Defense attorney coins new ‘Real Housewives’ franchise to convince jury of the absurdity of false domestic violence allegations

Pittsburg, California— September 17, 2015—After two hours of deliberations, the jury of four women and eight men found twenty-seven year old Lamar S. Cooper of Berkeley, California not guilty of battery on a co-parent causing injury, simply battery on a co-parent, simple battery, simple assault and vandalism causing $400 or more in damage.  Contra Costa Deputy District Attorney Courtney Dyer alleged Mr.
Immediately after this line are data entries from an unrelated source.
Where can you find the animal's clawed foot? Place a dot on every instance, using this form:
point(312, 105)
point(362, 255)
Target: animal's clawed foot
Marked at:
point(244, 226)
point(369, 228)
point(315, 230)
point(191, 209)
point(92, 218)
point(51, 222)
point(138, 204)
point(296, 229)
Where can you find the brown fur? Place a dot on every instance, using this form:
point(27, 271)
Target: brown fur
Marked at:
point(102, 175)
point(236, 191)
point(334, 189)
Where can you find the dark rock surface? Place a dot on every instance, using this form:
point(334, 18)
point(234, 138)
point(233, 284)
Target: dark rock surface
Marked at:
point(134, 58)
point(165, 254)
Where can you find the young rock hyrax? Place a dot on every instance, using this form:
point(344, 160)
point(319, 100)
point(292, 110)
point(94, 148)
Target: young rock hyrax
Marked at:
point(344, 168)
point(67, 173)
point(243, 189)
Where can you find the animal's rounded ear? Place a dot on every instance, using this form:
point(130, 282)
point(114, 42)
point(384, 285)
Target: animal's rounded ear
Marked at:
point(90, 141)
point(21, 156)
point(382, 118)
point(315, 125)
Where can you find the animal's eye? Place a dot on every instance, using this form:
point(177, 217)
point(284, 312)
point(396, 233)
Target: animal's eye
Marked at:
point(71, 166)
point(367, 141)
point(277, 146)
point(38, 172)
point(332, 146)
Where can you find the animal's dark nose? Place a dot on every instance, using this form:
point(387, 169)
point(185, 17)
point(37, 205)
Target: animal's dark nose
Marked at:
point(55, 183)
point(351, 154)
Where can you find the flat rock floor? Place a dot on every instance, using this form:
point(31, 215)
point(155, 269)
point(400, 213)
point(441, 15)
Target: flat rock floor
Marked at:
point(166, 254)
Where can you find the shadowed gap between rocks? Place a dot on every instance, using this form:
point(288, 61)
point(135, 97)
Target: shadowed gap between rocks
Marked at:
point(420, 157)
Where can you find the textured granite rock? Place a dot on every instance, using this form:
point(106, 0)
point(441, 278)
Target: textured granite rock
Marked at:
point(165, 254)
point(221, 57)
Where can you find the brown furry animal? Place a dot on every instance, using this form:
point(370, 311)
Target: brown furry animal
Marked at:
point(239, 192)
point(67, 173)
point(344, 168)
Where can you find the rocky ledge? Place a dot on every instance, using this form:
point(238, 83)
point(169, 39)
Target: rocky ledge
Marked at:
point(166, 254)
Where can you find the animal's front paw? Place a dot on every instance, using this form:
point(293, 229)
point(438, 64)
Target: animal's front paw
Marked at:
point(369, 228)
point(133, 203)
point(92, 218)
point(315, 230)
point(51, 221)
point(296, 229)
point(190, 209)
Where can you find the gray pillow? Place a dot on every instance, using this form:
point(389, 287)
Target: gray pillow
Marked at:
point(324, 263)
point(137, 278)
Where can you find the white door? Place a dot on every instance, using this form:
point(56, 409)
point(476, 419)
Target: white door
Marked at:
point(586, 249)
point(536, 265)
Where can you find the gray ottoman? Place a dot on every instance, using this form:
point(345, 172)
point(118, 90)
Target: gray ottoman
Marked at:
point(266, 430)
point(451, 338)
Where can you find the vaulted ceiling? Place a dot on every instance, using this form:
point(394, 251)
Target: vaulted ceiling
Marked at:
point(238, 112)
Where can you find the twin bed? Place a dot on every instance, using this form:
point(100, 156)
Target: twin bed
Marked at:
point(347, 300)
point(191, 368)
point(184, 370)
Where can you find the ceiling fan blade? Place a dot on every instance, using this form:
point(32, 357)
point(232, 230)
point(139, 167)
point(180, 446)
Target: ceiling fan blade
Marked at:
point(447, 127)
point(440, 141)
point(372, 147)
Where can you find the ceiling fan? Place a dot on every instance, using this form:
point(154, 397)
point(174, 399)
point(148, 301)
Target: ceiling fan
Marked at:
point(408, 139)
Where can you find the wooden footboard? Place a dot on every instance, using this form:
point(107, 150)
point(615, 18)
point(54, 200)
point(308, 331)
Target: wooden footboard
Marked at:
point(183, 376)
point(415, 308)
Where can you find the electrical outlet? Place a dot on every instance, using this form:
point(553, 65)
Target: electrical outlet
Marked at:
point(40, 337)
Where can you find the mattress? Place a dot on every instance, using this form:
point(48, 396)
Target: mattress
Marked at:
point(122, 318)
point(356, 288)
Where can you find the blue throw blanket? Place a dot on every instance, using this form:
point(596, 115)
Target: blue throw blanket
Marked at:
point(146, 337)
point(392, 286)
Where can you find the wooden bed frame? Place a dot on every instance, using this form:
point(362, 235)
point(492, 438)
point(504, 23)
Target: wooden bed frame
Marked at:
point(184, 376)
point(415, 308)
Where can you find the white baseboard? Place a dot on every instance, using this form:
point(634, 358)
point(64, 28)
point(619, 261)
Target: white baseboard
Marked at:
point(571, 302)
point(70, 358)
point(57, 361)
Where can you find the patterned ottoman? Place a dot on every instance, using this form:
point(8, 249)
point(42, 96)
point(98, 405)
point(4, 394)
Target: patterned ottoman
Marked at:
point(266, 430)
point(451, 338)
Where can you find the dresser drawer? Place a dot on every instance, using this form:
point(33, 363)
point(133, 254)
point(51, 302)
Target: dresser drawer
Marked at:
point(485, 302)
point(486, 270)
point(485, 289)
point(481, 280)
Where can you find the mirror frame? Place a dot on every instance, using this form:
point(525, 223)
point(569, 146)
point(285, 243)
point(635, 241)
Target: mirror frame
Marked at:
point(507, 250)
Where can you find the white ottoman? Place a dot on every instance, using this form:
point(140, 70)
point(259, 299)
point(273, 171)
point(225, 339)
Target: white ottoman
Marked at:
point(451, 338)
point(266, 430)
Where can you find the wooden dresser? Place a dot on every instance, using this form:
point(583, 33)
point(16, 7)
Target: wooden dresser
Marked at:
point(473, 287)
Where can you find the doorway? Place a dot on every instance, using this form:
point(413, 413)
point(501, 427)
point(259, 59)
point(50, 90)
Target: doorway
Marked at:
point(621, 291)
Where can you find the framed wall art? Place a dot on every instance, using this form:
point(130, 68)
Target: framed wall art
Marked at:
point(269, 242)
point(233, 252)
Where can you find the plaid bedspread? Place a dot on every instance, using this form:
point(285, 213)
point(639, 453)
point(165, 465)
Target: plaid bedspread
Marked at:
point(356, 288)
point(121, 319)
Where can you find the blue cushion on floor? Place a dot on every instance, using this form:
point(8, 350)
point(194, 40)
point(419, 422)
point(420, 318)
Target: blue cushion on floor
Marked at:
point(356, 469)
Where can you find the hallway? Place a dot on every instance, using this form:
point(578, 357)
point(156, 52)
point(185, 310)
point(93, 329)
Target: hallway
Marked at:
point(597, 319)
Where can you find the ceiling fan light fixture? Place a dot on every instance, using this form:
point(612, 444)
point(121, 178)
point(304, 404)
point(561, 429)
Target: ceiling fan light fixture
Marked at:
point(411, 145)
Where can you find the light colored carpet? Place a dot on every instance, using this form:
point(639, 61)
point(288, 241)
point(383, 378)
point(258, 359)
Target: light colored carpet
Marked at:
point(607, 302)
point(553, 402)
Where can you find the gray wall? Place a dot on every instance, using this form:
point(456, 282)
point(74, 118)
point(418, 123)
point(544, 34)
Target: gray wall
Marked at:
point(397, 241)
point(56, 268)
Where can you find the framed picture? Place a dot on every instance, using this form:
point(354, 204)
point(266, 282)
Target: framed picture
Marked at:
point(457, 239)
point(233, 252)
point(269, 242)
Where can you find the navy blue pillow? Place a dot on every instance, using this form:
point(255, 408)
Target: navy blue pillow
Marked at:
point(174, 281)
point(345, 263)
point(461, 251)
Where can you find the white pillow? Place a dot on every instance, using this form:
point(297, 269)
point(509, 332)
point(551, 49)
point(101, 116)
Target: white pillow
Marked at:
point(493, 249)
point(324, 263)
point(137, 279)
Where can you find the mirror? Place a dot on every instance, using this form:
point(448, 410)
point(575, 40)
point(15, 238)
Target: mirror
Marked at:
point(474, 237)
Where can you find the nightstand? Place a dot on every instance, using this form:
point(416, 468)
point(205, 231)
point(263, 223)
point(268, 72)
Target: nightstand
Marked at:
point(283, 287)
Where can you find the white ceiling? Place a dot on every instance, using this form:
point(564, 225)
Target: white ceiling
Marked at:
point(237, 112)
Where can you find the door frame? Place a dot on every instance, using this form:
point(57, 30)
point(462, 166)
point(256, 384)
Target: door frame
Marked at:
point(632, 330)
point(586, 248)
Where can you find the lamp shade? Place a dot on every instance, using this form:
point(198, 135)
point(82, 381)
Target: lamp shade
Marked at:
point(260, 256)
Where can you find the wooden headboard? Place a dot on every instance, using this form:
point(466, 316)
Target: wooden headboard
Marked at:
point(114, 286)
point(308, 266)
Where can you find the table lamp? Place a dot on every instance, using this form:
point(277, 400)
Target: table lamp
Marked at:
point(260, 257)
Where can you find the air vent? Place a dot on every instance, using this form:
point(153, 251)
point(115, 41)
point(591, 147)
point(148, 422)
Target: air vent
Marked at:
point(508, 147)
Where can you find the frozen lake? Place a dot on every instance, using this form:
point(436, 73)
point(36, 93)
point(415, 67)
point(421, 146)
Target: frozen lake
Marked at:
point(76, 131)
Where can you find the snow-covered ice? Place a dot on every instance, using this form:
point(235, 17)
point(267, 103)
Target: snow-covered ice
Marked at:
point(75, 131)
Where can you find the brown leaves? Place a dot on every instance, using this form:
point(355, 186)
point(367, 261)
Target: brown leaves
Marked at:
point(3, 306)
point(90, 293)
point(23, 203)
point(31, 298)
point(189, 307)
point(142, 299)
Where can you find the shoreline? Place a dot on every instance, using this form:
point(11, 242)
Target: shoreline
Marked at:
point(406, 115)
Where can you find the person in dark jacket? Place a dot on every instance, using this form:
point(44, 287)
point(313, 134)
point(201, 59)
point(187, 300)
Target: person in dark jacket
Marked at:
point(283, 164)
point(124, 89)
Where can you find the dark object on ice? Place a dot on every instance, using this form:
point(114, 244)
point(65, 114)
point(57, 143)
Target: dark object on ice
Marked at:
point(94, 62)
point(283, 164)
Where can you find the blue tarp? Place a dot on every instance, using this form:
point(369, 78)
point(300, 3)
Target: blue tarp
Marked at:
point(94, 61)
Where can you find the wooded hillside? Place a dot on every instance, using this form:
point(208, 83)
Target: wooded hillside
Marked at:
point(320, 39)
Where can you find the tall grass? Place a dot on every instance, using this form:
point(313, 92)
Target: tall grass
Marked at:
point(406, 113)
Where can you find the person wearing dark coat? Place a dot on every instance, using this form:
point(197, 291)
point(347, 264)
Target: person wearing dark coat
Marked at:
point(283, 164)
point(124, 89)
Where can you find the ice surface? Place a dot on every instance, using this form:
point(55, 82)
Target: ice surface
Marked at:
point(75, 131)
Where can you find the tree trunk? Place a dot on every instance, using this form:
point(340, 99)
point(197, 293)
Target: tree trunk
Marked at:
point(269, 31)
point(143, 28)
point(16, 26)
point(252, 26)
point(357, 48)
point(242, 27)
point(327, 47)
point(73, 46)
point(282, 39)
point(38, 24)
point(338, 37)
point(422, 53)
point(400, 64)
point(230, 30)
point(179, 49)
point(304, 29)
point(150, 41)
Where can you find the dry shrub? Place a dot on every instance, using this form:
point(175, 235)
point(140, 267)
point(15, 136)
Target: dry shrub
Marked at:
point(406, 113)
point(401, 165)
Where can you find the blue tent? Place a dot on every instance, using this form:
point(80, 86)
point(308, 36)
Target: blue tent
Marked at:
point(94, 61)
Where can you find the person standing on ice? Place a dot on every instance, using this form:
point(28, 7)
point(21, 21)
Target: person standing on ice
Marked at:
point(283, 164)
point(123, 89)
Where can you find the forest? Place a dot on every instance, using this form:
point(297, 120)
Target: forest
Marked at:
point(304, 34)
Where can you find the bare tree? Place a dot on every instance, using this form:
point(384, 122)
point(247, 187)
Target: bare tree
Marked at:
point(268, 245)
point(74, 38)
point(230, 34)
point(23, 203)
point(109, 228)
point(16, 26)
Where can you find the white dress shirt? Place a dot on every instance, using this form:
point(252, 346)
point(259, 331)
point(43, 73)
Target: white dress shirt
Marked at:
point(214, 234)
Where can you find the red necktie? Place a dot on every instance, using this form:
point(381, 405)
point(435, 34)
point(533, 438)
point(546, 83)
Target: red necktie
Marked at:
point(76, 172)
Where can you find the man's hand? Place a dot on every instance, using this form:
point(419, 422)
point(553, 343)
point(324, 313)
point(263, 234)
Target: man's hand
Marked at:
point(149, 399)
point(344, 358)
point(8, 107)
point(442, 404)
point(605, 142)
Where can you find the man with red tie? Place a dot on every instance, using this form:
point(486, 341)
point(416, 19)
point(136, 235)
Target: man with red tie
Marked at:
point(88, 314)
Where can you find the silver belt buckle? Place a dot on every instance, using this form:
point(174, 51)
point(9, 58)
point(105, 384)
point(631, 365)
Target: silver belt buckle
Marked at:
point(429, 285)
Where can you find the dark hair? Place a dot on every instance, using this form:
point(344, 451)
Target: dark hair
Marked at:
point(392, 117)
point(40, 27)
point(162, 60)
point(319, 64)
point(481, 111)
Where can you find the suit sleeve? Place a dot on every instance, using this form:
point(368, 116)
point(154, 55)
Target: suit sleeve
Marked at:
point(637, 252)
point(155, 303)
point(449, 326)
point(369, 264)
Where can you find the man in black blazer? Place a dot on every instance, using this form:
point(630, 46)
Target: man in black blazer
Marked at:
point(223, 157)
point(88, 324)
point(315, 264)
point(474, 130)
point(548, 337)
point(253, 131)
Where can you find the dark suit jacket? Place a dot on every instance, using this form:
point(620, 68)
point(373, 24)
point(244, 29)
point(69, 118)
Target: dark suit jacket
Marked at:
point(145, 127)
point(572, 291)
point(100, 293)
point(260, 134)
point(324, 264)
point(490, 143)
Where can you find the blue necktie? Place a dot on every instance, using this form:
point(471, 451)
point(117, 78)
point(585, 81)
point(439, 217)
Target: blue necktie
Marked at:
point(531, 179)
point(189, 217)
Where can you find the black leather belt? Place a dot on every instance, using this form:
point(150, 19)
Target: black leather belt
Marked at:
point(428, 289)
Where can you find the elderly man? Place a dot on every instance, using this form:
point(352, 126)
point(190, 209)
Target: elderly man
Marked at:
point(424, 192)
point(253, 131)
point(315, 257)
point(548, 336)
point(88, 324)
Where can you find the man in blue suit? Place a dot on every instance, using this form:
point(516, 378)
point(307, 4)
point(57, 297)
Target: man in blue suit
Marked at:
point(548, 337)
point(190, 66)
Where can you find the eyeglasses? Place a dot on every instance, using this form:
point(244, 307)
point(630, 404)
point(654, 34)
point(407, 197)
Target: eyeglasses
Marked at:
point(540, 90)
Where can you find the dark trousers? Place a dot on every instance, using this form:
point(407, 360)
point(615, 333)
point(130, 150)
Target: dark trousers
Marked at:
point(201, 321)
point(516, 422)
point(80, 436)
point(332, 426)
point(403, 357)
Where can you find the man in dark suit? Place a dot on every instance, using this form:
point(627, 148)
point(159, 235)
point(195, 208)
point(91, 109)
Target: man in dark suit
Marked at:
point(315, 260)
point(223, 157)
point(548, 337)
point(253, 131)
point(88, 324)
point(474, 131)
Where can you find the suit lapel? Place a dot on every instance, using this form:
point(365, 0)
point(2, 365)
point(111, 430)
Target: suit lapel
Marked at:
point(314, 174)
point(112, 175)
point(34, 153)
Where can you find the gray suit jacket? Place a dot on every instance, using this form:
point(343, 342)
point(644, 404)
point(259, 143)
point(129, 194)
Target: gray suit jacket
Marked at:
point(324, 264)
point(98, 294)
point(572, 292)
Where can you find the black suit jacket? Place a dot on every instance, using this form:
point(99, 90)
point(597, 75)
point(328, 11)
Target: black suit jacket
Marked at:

Cooper broke through a door and stormed into an Antioch home where the mother of his children was sleeping off a night of partying and had failed to return home to care for the couple’s two one year old children so he could attend an important appointment.  The complaining party said he “socked her in her nose” and ran out.  While the complaining party’s friends initially told police they saw the incident, they later admitted to the defense and the prosecution prior to trial that they lied to police in order to support their friend.  Defense attorney, Qiana Washington, learned from police documents that the witnesses had four pages worth of incidents going back several years in which they regularly called the police due to violent fighting within the home.  She compared the group to the “Real Housewives” franchise and said the case should be called the “Real Housewives of Antioch.”  The prosecution only called one out of three of the “eye witnesses” and presented a brief 911 recording in support of her case.  Toward the end of the case, Superior Court Judge Judy Johnson told Dyer, “This case is a dog” and said she was seriously considering dismissing it due to the credibility issues with the witnesses.  Dyer argued her case was strong and objected to the dismissal.  Ultimately, the jury was forced to do what the Deputy District Attorney and the court declined to do—reject the allegations.  Washington says, “We are grateful the jury did the right thing and saw through these baseless allegations.  As for the complaining witness and her pose, perhaps they have a future in television.”